I made an appointment with my GI doctor for Monday. As in, Monday, April 17th. But I called the hospital that morning and rescheduled it for Thursday, but on Wednesday, I called and cancelled it. Did I want to reschedule it, the lady asked?
“No, no. I’ll call back in a few days,” I said, and hung up and rubbed my forehead a while.
I will call back. This week. I really, really will do that and I’ll go because it’s important. It’s like, the most important thing. But I just couldn’t do it this week.
I was too scared.
I’m scared to go see my GI doctor because I’m afraid to get bad news. I’m afraid to endure the tests that she’ll want to schedule because that means scopes and needles and stuff. I’m not ashamed to tell you that I have a prescription for an anti-anxiety medication that I can fill when I have to go do this kind of thing. That’s how freaked out I get, that’s how bad it feels, that’s how potent the fear is on account of the past.
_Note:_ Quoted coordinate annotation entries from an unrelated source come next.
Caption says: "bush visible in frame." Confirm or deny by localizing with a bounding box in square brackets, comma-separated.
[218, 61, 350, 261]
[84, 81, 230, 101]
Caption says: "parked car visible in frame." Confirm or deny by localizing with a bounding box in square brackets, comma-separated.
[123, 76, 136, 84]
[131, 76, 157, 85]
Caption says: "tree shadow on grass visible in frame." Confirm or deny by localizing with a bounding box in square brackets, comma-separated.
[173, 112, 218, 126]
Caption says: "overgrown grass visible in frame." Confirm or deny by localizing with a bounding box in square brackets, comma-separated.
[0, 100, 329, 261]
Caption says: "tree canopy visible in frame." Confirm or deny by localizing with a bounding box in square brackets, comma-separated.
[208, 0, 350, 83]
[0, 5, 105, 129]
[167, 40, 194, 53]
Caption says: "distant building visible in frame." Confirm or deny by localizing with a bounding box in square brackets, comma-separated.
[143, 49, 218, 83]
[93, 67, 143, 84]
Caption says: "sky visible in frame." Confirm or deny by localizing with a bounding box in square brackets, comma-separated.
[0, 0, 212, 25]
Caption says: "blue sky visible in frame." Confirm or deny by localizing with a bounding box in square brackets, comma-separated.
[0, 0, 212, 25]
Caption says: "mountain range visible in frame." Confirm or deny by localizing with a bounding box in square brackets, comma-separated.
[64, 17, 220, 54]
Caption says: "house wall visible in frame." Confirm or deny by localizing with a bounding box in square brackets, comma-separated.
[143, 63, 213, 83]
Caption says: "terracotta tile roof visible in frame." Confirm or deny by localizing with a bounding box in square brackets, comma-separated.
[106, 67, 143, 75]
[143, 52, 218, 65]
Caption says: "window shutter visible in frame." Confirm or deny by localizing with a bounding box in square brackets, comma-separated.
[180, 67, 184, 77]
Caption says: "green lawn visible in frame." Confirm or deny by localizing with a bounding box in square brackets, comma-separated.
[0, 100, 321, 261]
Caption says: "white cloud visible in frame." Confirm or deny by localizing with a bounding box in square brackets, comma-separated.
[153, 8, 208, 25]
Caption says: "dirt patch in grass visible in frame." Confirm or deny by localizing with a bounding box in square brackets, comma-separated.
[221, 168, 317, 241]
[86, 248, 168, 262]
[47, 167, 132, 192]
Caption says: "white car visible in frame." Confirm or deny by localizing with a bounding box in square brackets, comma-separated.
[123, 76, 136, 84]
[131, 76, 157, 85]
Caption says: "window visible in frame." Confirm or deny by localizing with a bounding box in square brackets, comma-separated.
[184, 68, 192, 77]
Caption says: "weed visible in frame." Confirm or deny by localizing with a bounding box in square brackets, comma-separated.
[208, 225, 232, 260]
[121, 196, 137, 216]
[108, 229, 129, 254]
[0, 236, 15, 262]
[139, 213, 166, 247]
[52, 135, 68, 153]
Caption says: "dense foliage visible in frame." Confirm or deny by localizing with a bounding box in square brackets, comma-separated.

One has to psych oneself up for these things, I told myself on Monday morning, and I was not properly psyched up. As Thursday approached, I was slightly more psyched but recalled that in the past, I have done far better at GI appointments when I have a friend go along with me. But I don’t like to bother anyone, for one thing, and for another thing — second confession — every time I think about asking a friend (or one of my sisters) to go with me to a GI appointment, I start crying because… I don’t know. I just have all these memories of being sick and all the loving things people did for me during the worst of it. And I just start hiccuping with these deep, breaking sobs and I don’t even know what that’s about. But I feel sad and I don’t want to ask anyone to do that.
Confessing to you that I cancelled my appointment twice and promising that I won’t cancel again is my attempt to be accountable. I’m going to schedule the check-up. I’m going to phone a friend. I’m going to take care of my health and I’m not going to be afraid. Or maybe I’ll be afraid, but I’ll do it anyway.